On 02/03/2014 03:09 PM, Ralph Castain wrote:
> OMPI will error out in that case, as you originally reported. What seems to be happening is that you have a bunch of stale session directories, but I'm puzzled because the creation dates are so current - for whatever reason, OMPI seems to be getting the same jobid much more often than it should. Can you tell me something about the environment - e.g., is it managed or just using hostfile?
This computer is used about 11 times a day to launch about 1500
executions on our in-house (finite element) code.
We do launch at most 12 single process executions at the same time, but
we use PETSc, which always initialize the MPI environment...
Also, we are launching some tests which use between 2 to 128 processes
(on the same computer) just to ensure proper code testing. In fact,
performance is not quit an issue in these 128 processes tests and we set
the following environment variable:
because we encountered timeout problems before...

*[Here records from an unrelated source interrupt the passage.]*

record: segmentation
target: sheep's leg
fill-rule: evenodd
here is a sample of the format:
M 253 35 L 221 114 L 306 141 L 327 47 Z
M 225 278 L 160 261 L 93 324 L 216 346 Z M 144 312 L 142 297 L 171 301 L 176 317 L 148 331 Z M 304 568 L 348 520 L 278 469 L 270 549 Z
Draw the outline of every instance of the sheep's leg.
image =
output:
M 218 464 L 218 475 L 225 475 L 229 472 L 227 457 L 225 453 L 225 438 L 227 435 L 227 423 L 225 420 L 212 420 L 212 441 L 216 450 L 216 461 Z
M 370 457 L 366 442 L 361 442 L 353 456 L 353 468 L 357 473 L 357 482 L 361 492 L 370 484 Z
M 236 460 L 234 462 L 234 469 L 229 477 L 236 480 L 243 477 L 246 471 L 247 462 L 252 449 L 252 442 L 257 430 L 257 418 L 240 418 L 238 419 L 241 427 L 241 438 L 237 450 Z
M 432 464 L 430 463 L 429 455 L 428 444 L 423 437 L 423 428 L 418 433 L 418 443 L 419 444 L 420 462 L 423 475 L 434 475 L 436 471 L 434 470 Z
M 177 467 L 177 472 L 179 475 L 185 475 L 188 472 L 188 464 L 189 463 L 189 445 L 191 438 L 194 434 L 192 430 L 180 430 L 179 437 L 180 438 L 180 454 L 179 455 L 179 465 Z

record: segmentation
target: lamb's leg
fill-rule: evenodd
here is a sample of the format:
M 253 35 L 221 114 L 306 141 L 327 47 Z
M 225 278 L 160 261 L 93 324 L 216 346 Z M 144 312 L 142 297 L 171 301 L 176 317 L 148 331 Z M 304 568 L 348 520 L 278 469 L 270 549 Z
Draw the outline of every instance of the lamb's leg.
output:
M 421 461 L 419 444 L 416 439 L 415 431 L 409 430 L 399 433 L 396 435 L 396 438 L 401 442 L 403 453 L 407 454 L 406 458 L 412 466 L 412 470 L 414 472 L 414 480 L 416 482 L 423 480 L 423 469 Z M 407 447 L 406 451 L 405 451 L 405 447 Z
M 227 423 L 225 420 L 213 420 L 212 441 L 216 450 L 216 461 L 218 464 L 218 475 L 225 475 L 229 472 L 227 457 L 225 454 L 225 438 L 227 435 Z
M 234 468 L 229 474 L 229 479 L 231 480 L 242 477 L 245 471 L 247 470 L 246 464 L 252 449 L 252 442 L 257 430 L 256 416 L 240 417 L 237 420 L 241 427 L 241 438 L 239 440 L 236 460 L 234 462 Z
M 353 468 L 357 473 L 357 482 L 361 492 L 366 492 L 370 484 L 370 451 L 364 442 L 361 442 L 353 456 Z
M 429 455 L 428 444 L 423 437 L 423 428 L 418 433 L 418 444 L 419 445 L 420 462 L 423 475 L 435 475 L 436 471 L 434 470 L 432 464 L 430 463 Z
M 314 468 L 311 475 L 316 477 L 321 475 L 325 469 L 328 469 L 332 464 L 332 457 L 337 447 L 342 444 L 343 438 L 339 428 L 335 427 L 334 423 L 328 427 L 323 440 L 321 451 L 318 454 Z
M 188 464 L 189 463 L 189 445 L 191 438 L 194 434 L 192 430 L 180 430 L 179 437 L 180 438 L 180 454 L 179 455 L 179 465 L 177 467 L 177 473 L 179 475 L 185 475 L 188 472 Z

The whole testing lasts about 1 hour and the result is used to give a
feed-back for users who "pushed" modifications to the code....
So I would add: sometime the tests may be interrupted by segfaults,
"kill -TERM" or anything you can imagine... The problem now is that it
won't even start if a mere file exists...
I can flush those files right now, but I am almost sure they will
reappear it the following days, leading to false "bad results" for the
tests... and I will have to setup a cleanup procedure before launching
all the tests... But that will not prevent the fact that those files may
be created while running the firsts of the 1500 tests and have 1 or some
of the rest to fail....
I hope this is the information you wanted... Is it?
> On Feb 3, 2014, at 12:00 PM, Eric Chamberland <Eric.Chamberland_at_[hidden]> wrote:
>> On 02/03/2014 02:49 PM, Ralph Castain wrote:
>>> Seems rather odd - is your /tmp by any chance network mounted?
>> No it is a "normal" /tmp:
>> "cd /tmp; df -h ." gives:
>> Filesystem Size Used Avail Use% Mounted on
>> /dev/sda1 49G 17G 30G 37% /
>> And there is plenty of disk space...
>> I agree it is odd, but how should OpenMPI react when trying to create a directory over an existing file name? I mean what is it programmed to do?